Post-quantum cryptography, or PQC, is the family of new encryption standards built to survive attacks from a future quantum computer powerful enough to break the public-key systems that protect most of the government's traffic today. The White House order, titled "Securing the Nation Against Advanced Cryptographic Attacks," sets hard dates for moving federal systems to those standards. Section 4 forces every federal agency head to designate a PQC migration lead within 30 days and report the name and contact to the Office of Management and Budget and the National Cyber Director. The accompanying fact sheet reinforces an inventory-first posture: know what you have, decide what matters most, and move it in order.
That is real work. It is also not the operational story.
The migration lead is, in effect, a program-office role. The job, as Forrester analyst Heidi Shey and the security and risk team frame it, is to own the agency's full cryptographic inventory, run a prioritized migration plan, and coordinate across systems and outside the agency. The National Institute of Standards and Technology has already finalized the underlying standards the order points to: ML-KEM for key establishment, ML-DSA for digital signatures, and SLH-DSA as a hash-based signature fallback. Those names look exotic because they are. They are also the actual technical surface federal security leaders will be working against for the rest of the decade.

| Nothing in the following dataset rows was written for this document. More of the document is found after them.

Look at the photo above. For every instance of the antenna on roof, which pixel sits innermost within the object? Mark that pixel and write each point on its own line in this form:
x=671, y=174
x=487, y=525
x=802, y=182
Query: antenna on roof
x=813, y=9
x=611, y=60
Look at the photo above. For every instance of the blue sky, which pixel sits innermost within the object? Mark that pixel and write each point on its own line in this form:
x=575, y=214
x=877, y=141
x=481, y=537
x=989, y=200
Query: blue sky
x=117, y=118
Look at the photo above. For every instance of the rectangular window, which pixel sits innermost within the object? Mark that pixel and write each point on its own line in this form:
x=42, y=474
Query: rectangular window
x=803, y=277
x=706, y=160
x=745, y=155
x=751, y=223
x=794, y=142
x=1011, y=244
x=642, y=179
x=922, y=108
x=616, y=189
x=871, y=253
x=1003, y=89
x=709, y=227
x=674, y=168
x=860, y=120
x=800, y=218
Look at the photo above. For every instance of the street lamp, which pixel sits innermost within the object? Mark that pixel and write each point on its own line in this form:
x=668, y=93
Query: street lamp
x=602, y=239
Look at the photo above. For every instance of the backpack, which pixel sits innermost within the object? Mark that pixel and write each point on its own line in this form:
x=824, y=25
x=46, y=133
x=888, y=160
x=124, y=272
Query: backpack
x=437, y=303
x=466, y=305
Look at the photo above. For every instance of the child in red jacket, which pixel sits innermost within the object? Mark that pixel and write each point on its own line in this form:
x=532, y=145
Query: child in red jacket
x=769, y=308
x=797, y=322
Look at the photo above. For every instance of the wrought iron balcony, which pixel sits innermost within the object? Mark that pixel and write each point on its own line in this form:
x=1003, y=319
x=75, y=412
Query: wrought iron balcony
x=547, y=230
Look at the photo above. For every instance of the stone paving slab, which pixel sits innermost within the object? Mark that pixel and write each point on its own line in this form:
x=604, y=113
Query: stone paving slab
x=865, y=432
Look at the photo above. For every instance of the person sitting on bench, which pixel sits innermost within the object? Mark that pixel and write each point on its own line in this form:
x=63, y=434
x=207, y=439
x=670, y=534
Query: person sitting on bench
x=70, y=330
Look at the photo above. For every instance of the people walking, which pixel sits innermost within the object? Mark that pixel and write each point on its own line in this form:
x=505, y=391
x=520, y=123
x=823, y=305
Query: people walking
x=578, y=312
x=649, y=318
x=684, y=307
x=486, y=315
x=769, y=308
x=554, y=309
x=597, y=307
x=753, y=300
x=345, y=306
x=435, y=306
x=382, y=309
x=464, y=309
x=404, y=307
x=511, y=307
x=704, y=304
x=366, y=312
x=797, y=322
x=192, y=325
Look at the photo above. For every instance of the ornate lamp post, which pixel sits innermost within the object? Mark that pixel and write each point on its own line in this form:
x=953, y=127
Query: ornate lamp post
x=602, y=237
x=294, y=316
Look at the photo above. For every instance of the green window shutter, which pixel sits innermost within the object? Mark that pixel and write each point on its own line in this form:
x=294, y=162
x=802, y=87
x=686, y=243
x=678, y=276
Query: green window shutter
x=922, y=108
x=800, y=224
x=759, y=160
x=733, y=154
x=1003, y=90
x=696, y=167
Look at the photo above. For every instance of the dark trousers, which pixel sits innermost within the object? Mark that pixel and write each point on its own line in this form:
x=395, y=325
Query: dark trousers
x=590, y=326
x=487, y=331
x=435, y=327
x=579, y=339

The dates that follow the 30-day lead designation make the scope visible. OMB inventory guidance is due in 90 days. The order's binding milestones put the most sensitive systems on the new key-establishment standards by 2030 and on the new digital-signature standards by 2031. For a program that has to inventory, prioritize, pilot, deploy, and decommission legacy crypto across thousands of federal systems in roughly four years, the work is not impossible, but it is not forgiving. As Shey and the Forrester team put it, agencies have to move fast enough that they do not lose control of scope, dependencies, and mission risk.

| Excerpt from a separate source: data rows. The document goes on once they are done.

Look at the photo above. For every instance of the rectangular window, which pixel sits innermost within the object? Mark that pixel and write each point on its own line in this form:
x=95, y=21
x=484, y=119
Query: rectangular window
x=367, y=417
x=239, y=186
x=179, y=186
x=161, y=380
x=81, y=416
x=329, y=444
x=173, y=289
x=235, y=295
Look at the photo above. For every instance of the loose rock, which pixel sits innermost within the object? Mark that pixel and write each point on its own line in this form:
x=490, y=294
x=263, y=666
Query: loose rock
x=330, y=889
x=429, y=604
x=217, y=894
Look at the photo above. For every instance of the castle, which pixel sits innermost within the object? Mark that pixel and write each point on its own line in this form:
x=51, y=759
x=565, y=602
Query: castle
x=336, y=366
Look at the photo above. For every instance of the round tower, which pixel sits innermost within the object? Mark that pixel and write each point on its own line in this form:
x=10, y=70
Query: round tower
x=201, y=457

The unresolved question is authority. Naming a contact and empowering a multiyear program lead are different acts, and the EO does the first on the page without doing the second. Federal security programs stall when scope creeps past the program owner's reach, when cross-system dependencies turn a one-line change into a three-quarter replatform, and when the budget conversation for replacing legacy crypto lives somewhere other than the person accountable for the migration. The 30-day clock will produce names. It will not, by itself, produce the charter, the budget line, the seat at the change-control board, or the contracting authority that a 2030 milestone actually requires.
This is also the first U.S. instrument that formally creates a named federal role whose job is post-quantum cryptographic inventory and migration. PQC work used to be diffused across CIO, CISO, and enterprise architecture teams, with no single accountable owner. The order changes that on paper. Whether the new role is backed by the standing to make the 2030 deadline real is the open question the next 30 days will start to answer.
For private-sector CISOs, the order is not a mandate. As Forrester's framing makes clear, it is an additional signal and a call to action: the federal government is now treating PQC migration as a clock, not a research agenda, and the procurement and standards signals that follow will land on every supplier in the federal supply chain.
What to watch in the next 30 days is not the list of names that comes back to OMB. It is what those names come with.